Vulnérabilité et intronisation carnavalesque dans le film d’horreur américain des années 1970-80
Keywords:
Vulnerability, Horror film, Slasher film, Carnival, Rough music, Fool, Masque, Costume, Physical disabilityAbstract
This article is concerned with a series of American horror films directed between 1971 and 1984, the plots of which revolve around the story of a bullied social outcast avenging his (or her) persecution by murdering his/her tormentors in a series of gory set-pieces. The most famous example of this genre which has never been theorized in American film history is Brian De Palma’s Carrie (1976).

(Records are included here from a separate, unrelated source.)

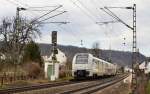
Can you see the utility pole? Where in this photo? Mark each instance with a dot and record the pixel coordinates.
(81, 43)
(134, 45)
(54, 48)
(124, 44)
(16, 44)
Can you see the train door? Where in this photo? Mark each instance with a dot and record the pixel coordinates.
(49, 71)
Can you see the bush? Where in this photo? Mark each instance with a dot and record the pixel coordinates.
(33, 69)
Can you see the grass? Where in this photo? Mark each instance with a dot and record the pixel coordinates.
(148, 88)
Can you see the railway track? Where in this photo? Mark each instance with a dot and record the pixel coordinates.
(96, 85)
(35, 87)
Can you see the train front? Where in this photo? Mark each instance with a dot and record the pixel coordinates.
(80, 65)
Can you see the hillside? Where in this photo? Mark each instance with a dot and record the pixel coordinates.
(119, 57)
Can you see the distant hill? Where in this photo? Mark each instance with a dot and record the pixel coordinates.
(119, 57)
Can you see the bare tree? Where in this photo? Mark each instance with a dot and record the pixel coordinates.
(15, 36)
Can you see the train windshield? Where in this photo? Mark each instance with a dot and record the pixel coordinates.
(82, 59)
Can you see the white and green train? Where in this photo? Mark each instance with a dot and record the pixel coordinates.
(86, 65)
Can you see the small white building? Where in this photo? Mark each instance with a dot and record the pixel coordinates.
(52, 69)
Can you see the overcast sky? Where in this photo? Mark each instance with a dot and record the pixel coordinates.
(83, 15)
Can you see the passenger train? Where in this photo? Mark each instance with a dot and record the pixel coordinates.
(86, 65)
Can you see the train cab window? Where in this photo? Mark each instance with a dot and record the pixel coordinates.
(82, 59)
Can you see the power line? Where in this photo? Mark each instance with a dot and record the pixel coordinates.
(86, 8)
(48, 12)
(13, 3)
(91, 18)
(53, 16)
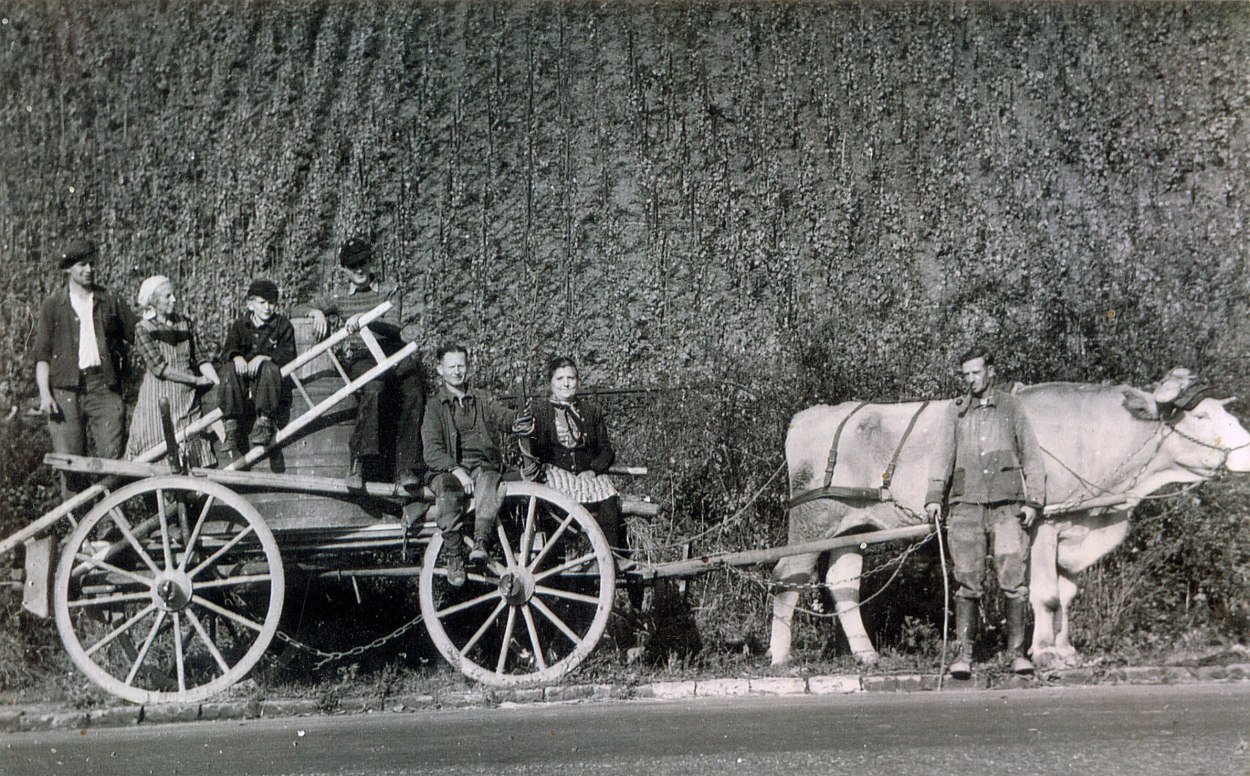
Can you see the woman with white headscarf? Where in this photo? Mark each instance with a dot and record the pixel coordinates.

By laying the exercise of (rough-) justice within the hands of a vulnerable “misfit” or “fool,” these movies radically invert the traditional representation of justice in American culture. Indeed, this function has been traditionally taken on by the heroic vigilante figure of the Frontier myth, or the “hard-body” of contemporary super-hero/action movies. The figure of a vulnerable, physically disabled vigilante seems to belong to an archaic cultural frame: the European carnivalesque judicial rituals such as the charivari, in which marginalized people were ritually invested with political powers. In North America, this cultural tradition was repressed by Puritanism. Therefore, how can one account for the emergence of this genre and of this figure of a vulnerable, persecuted outcast becoming a murderous vigilante in the early 1970s? And what led to its disappearance in the mid-1980s?